We cannot even begin to tell you how difficult it was to write this review. That’s not a whine, nor is it a mark against the film in any way. It’s just that Promising Young Woman, starring Carey Mulligan and written and directed by Emerald Fennell (who you may know as Camilla Parker-Bowles on The Crown), is a film of complicated emotions. It’s difficult to discuss the journey it takes you on without detailing the particulars of the plot, which we will not do here. By necessity, because you really have to go through that journey on your own, this review has to be somewhat vague. Looking at it from a different angle, this review was also difficult to write because we can’t deny that a story about female rage, rape culture, and the long-term damage a sexual assault can inflict on lives (plural intended) are themes best told and scrutinized by women writers. When we say it deals in complicated emotions, you really have to take our maleness into account, because there’s good reason for us to think that many women will walk away from this film thinking that everything about the story, every choice Carey Mulligan’s Cassie makes, is completely straightforward and makes perfect sense given the world as it is.
How you feel about the story and film is going to come down to how the last half hour of it made you feel; whether you can come to terms with some of the choices made and the repercussions of those choices. It’s complicated and messy and yet somehow it ends on a thrillingly triumphant, if unbelievably dark moment. All we can say is that the last five minutes are some of the most emotionally intense we’ve seen in any film this year. We’ve seen it twice and we still haven’t fully unpacked our feelings about what happens. But we can tell you this: Carey Mulligan is absolutely at the top of her game here, giving a perfectly balanced and nuanced performance of a woman whose confidence and extreme intelligence spills out of her effortlessly even as it’s perfectly clear that she’s damaged and stuck in a life that isn’t allowing her to grow or move on or even accept happiness. Cassie is a 30-year old med school dropout working in a coffee shop with a boss that allows her to treat the customers with utter disdain. She lives at home with her parents (a surprisingly understated Jennifer Coolidge and Clancy Brown), who give her a suitcase for her birthday and wring their hands at her lack of direction and lack of a social life. Sometimes, she gets dressed up in homages to iconic Britney Spears videos, goes out to a bar or nightclub and pretends to be pass-out drunk. No one knows she does this — which is good for her, because when she does this, a “nice guy” will inevitably come over, offer to take her home, and bring her back to his place in the hopes that she’ll pass out quickly. She, of course, does not pass out. What she does is show each of these men who they truly are.
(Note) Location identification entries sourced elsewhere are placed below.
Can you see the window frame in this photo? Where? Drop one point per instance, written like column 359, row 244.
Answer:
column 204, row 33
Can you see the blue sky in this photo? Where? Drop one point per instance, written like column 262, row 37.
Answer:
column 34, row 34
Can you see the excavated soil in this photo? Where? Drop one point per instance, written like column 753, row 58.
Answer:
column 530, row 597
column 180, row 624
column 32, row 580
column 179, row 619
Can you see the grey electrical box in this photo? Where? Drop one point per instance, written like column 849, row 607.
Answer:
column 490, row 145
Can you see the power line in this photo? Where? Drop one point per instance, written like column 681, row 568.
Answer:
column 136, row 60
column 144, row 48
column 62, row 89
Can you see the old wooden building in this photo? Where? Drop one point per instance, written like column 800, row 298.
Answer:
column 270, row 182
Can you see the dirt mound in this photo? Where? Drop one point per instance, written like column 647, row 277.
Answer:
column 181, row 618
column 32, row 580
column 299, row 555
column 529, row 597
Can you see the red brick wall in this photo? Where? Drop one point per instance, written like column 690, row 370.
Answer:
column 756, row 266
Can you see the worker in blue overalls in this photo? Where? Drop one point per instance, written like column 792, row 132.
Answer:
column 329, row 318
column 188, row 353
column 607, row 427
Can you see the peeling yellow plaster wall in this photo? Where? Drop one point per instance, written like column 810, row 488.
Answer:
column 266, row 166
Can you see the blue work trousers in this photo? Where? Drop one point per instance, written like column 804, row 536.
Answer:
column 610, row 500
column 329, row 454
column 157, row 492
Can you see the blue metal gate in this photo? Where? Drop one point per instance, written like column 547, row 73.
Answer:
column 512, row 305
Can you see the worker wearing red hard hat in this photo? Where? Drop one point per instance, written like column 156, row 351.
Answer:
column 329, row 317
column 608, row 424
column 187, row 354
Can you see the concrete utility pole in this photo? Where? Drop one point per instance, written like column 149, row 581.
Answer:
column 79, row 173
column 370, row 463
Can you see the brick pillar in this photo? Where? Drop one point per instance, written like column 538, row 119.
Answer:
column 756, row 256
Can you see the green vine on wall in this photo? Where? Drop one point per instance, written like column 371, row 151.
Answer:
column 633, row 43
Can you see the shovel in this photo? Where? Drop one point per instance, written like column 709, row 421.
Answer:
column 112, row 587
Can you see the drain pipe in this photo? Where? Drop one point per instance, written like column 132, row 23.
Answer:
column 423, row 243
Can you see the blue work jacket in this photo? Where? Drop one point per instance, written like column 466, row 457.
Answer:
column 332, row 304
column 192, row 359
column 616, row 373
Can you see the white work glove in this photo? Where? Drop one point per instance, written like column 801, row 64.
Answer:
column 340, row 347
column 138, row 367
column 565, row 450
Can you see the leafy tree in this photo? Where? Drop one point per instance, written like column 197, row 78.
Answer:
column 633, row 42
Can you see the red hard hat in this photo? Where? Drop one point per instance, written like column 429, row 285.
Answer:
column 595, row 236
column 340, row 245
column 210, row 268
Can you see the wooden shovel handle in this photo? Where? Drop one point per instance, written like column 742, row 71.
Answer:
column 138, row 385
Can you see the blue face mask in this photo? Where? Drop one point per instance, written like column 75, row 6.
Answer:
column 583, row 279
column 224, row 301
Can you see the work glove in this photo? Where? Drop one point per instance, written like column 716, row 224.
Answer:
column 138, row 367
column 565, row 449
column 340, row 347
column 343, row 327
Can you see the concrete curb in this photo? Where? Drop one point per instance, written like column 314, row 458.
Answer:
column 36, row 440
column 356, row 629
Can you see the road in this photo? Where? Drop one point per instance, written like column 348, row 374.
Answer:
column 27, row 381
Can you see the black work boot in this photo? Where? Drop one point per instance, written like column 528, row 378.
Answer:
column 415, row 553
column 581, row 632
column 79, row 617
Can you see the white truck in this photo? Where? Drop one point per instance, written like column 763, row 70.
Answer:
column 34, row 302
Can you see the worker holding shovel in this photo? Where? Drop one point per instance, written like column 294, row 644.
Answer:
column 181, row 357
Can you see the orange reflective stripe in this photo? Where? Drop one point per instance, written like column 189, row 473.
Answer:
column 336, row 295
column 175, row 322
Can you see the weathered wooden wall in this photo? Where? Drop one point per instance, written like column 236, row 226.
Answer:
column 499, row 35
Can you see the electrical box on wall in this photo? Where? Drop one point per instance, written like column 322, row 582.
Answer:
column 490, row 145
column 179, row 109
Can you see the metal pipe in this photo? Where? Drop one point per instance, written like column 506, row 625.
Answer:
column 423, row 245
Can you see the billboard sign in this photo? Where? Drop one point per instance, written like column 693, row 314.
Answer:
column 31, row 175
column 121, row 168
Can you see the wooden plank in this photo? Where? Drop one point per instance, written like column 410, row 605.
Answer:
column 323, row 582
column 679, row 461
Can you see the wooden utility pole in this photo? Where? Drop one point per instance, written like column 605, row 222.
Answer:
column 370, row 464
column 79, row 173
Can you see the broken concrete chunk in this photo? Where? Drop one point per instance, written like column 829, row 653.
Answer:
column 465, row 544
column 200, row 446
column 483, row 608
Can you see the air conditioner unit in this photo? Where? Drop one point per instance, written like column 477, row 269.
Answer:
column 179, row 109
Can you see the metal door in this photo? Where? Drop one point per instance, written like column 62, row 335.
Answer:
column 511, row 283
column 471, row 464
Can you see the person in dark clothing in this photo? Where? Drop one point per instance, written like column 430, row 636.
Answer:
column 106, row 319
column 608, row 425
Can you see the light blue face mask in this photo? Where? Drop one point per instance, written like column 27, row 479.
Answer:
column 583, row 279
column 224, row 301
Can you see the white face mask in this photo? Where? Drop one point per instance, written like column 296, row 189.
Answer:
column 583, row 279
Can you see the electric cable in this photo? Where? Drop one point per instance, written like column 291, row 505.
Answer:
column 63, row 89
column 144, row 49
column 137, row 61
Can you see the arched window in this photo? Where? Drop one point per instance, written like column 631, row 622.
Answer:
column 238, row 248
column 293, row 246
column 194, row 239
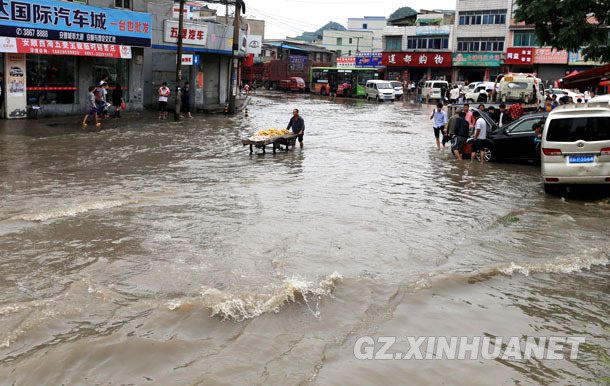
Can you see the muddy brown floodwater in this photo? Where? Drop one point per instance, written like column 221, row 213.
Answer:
column 165, row 254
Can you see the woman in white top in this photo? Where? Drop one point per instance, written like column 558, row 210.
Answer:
column 163, row 95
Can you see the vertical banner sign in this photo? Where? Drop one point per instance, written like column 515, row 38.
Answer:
column 16, row 101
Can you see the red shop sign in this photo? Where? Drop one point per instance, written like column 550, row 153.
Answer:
column 416, row 59
column 55, row 47
column 520, row 55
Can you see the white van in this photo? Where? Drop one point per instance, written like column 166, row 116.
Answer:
column 576, row 145
column 473, row 95
column 380, row 90
column 514, row 87
column 433, row 89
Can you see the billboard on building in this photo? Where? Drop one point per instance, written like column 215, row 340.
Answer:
column 520, row 55
column 477, row 59
column 54, row 47
column 254, row 44
column 194, row 34
column 69, row 21
column 417, row 59
column 550, row 56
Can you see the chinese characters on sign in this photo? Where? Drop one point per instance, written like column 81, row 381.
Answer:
column 416, row 59
column 54, row 47
column 550, row 56
column 477, row 59
column 47, row 19
column 194, row 34
column 517, row 55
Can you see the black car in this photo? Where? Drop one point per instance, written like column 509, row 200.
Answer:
column 515, row 141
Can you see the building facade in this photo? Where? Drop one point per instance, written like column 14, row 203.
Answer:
column 375, row 24
column 347, row 43
column 481, row 38
column 422, row 51
column 53, row 51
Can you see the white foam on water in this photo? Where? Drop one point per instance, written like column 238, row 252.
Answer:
column 559, row 265
column 239, row 307
column 70, row 210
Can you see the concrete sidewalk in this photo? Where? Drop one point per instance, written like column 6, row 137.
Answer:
column 73, row 123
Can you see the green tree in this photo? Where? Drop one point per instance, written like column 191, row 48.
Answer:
column 569, row 24
column 402, row 12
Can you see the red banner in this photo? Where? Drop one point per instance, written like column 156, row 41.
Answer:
column 55, row 47
column 520, row 55
column 550, row 56
column 416, row 59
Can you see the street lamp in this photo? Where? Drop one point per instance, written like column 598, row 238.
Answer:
column 240, row 6
column 178, row 104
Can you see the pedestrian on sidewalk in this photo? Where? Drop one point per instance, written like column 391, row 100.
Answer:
column 480, row 138
column 117, row 100
column 185, row 99
column 298, row 126
column 461, row 131
column 91, row 107
column 440, row 122
column 164, row 92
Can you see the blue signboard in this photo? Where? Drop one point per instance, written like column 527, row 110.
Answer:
column 368, row 59
column 54, row 20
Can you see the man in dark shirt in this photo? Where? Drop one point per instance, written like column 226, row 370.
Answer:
column 298, row 126
column 460, row 131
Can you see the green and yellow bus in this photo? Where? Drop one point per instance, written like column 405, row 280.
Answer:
column 349, row 81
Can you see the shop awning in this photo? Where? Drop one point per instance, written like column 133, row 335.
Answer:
column 55, row 47
column 587, row 78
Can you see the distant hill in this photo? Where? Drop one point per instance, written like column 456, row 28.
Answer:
column 402, row 13
column 317, row 35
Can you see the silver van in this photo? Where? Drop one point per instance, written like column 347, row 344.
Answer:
column 433, row 89
column 380, row 90
column 576, row 145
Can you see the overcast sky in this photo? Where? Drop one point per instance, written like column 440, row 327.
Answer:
column 292, row 17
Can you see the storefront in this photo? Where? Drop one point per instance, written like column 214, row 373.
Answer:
column 476, row 66
column 414, row 66
column 210, row 47
column 551, row 64
column 57, row 50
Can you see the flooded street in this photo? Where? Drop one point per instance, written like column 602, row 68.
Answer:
column 164, row 253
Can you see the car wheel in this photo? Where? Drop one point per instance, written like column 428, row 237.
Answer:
column 551, row 189
column 488, row 155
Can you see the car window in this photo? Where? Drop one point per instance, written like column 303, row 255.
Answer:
column 579, row 129
column 524, row 127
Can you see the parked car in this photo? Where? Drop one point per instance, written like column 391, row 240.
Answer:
column 16, row 71
column 292, row 84
column 576, row 146
column 569, row 93
column 473, row 95
column 398, row 91
column 434, row 89
column 380, row 90
column 601, row 98
column 515, row 141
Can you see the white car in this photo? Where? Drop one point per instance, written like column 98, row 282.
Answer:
column 398, row 91
column 569, row 93
column 473, row 95
column 576, row 145
column 380, row 90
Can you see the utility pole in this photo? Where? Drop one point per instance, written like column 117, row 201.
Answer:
column 178, row 103
column 239, row 7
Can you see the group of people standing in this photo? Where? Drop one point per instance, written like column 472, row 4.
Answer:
column 469, row 123
column 185, row 100
column 98, row 102
column 457, row 130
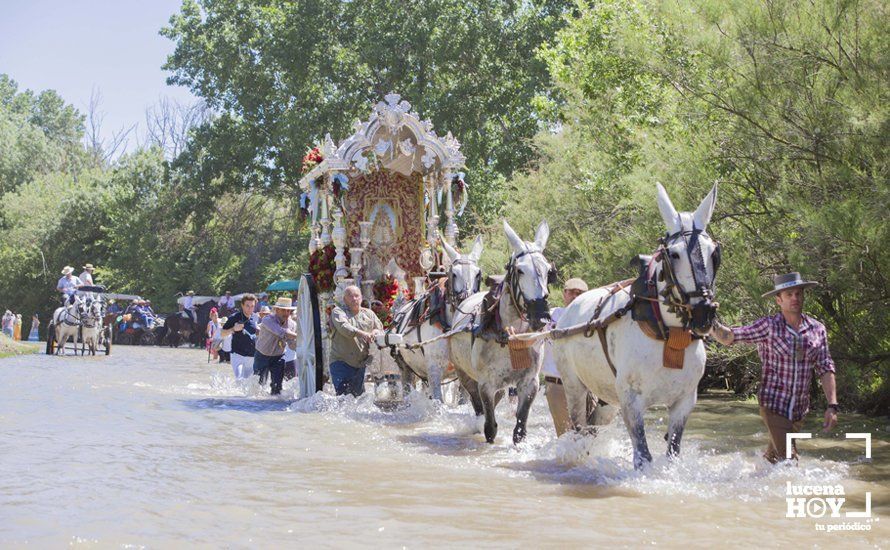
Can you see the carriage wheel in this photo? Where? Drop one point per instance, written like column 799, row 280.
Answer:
column 50, row 338
column 310, row 357
column 147, row 338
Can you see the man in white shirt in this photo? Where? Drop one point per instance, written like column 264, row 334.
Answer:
column 188, row 305
column 87, row 275
column 68, row 284
column 226, row 303
column 556, row 395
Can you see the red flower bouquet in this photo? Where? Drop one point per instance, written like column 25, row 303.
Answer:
column 312, row 159
column 385, row 291
column 322, row 267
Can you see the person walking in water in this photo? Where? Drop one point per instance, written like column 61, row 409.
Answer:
column 34, row 335
column 792, row 346
column 242, row 326
column 213, row 334
column 188, row 305
column 556, row 395
column 355, row 327
column 274, row 333
column 8, row 323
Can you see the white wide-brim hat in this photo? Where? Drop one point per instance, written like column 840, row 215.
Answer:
column 283, row 303
column 786, row 281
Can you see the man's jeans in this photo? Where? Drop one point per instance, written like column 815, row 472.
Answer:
column 264, row 364
column 242, row 366
column 347, row 379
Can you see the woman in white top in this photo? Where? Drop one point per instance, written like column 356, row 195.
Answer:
column 213, row 330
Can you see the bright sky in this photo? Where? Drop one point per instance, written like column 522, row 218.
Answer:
column 74, row 46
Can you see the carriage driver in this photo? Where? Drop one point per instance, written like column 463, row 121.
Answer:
column 791, row 346
column 68, row 285
column 87, row 275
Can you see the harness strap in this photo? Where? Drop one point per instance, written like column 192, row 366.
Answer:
column 601, row 331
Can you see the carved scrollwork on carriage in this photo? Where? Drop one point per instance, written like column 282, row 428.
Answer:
column 383, row 197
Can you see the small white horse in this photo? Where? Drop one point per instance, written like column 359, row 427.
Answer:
column 91, row 326
column 484, row 364
column 683, row 270
column 67, row 321
column 430, row 362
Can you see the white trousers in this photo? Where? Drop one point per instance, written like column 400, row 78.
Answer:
column 242, row 366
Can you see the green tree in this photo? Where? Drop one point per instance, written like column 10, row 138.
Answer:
column 784, row 104
column 282, row 73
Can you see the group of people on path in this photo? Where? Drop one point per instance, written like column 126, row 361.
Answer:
column 12, row 326
column 260, row 341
Writer-director Emerald Fennell has crafted a biting, thought-provoking story surrounding not only the effects of a campus party rape, but also the culture that supports and allows for such actions in young men; a world of toxic masculinity and complicit femininity. Both Connie Britton, as the dean of Cassie’s former med school and Alison Brie, as a former classmate who’d rather pretend the past didn’t happen while maintaining the right to pass judgment on it, have utterly excruciating scenes as Cassie forces them to examine their own actions and complicity. It’s also about how the respectability of marriage, career and parenthood bestows a pass on people who acted horribly in their youths and implies that there’s a deliberate inevitability to it; a culture that thinks it’s okay for young, well-to-do white people to be as destructive as they can get away with, so long as they come out the other end of their twenties with a wedding ring, a good job, and babies to show off on their social media accounts.
And it’s funny. We may have focused a bit on the heavier, darker aspects of the story here, but Fennell and Mulligan understand that righteous rage can be biting and cathartic, especially when the enraged is smarter than everyone else and obsessed with carrying out an agenda against an entire culture of complicity and complacency. If we have a criticism, it’s that the film doesn’t feel like it entirely worked its way through the things it was examining and critiquing. As we said above, there are choices made – both on the part of the character and on the part of the writer-director – and some of them are clearly meant to be discussed and interpreted, but a choice was made to spend 2/3 of the film inside the mind of its main character, to the point that you thought you understood everything about her, and then pulls away in the final act, letting her actions and choices play out without much examination. The audience is meant to navigate things that are largely unfathomable. Granted, there’s nothing wrong with leaving an audience on their own to work things out apart from what an auteur or artist might do to influence them. If there are shortcomings to Promising Young Woman, they’re not just minor, but completely understandable given the successful attempt to enrage, depress, provoke and inspire laughter all in the same film. A film of abundance and contradictions: triumphant tragedy, enraging comedy, confusing carthasis.